Enforcement and Sanctions

Catching market abuse isn’t a side hustle for the FCA – it’s their day-to-day business. The regulator keeps watch over trading across UK markets with surveillance systems sharp enough to spot patterns most humans would miss. And it doesn’t just rely on its own kit: firms are expected to file Suspicious Transaction and Order Reports (STORs) whenever they sniff out dodgy behaviour.

If something looks off, the FCA has plenty of tools to turn up the heat. It can demand documents, call individuals in for interviews, and – if things get serious – arrive at offices with a warrant.  When the FCA knocks, you open the door – end of story.

As for sanctions, the menu ranges from unlimited fines and public shaming through to stripping firms of their authorisation or banning individuals from the industry altogether.
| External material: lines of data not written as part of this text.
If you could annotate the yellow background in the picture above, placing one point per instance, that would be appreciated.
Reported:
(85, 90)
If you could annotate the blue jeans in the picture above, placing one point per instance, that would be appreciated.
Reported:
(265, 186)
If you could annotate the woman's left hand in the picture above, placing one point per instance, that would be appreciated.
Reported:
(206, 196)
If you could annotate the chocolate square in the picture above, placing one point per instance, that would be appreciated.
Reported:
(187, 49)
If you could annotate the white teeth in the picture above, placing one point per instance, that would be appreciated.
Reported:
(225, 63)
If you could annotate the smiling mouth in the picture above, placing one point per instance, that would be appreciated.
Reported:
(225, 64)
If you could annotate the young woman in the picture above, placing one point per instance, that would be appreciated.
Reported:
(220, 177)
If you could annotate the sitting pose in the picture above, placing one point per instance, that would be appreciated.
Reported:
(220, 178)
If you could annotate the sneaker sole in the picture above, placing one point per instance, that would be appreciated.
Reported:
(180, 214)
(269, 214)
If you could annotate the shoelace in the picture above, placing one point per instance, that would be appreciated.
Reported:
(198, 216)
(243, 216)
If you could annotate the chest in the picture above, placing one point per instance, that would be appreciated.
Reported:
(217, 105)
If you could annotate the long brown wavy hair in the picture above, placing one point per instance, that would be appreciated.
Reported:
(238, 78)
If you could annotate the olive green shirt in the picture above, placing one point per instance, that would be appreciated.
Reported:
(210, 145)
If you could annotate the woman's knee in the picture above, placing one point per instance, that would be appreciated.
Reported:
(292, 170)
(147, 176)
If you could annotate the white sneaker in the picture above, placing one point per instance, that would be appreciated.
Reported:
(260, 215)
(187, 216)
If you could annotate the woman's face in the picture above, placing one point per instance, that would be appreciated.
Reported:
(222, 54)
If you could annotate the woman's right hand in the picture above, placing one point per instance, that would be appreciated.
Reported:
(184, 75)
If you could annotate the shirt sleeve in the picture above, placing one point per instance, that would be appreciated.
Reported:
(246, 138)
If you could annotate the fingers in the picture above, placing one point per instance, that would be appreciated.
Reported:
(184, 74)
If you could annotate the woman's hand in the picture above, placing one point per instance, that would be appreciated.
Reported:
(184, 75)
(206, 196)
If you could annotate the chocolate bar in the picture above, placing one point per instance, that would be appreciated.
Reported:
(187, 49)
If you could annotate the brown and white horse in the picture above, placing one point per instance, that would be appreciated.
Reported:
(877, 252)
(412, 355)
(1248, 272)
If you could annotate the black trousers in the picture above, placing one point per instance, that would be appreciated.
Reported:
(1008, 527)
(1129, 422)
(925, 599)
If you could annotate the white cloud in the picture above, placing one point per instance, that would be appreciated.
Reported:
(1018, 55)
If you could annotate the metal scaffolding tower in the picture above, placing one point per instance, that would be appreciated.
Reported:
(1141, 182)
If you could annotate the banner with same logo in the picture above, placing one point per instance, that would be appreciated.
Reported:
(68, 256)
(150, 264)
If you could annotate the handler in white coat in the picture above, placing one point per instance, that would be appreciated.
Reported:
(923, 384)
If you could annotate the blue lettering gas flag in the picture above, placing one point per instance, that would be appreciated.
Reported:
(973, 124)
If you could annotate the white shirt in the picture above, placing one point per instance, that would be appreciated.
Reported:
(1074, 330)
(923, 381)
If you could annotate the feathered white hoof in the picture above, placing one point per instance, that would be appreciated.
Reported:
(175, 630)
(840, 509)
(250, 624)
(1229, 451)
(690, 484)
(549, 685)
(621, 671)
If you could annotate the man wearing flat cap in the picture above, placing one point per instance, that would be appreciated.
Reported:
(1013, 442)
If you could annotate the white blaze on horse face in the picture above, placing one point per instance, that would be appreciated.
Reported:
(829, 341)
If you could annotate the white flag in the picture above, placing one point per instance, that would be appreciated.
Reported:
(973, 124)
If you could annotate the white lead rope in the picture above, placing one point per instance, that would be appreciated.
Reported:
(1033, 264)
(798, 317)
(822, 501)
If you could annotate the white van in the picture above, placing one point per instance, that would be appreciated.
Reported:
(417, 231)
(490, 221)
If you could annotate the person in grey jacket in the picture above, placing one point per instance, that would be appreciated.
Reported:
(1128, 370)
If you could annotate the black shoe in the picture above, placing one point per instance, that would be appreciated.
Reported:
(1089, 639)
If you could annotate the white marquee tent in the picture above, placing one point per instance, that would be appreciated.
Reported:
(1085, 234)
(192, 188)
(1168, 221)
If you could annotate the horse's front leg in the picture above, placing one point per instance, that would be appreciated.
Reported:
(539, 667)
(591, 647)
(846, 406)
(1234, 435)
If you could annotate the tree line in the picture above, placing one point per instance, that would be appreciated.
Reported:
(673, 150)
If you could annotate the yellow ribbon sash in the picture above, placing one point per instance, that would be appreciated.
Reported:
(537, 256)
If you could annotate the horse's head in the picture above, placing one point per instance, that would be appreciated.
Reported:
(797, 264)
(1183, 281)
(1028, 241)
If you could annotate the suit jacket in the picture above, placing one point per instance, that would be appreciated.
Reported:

And for the most serious cases, there’s always the option of handing matters over for criminal prosecution – which means fines and the possibility of spending time at His Majesty’s pleasure.

The FCA wants penalties that sting more than the temptation to cheat, and it isn’t shy about using them.

Compliance Expectations

The FCA doesn’t just punish bad behaviour after the fact – it expects firms to put proper systems in place to stop it happening in the first place. That means trade surveillance strong enough to spot unusual patterns, clear written policies on handling inside information, and insider lists that are accurate and up to date. Training staff so they understand the rules is part of the deal too.

Boards and senior management are meant to set the tone from the top. A firm that treats compliance as a box-ticking exercise is already on the wrong side of the regulator’s expectations. In fact, even if no market abuse occurs, the FCA can still act if it thinks systems and controls are weak.

Good compliance isn’t optional. A culture that values transparency and discipline is as important as the technology or paperwork behind it. Firms that ignore that message may find themselves in trouble – not because abuse has happened, but because the safeguards weren’t there to stop it.

The Last Word

The UK’s market abuse regime is deliberately tough. It stretches across borders, covers a wide cast of characters, and combines regulatory and criminal measures to keep markets fair. Issuers, investors, advisers – nobody gets a free pass.

At the risk of repeating ourselves: compliance isn’t a side task. It’s central to how the City keeps its credibility. The rules are there to protect market trust – and market trust is what keeps the whole show on the road. Break them, and you’re not just risking punishment; you’re gambling with the confidence the system depends on.

So, the message is clear enough: trade fairly, disclose properly, and keep market abuse out of the pub chat.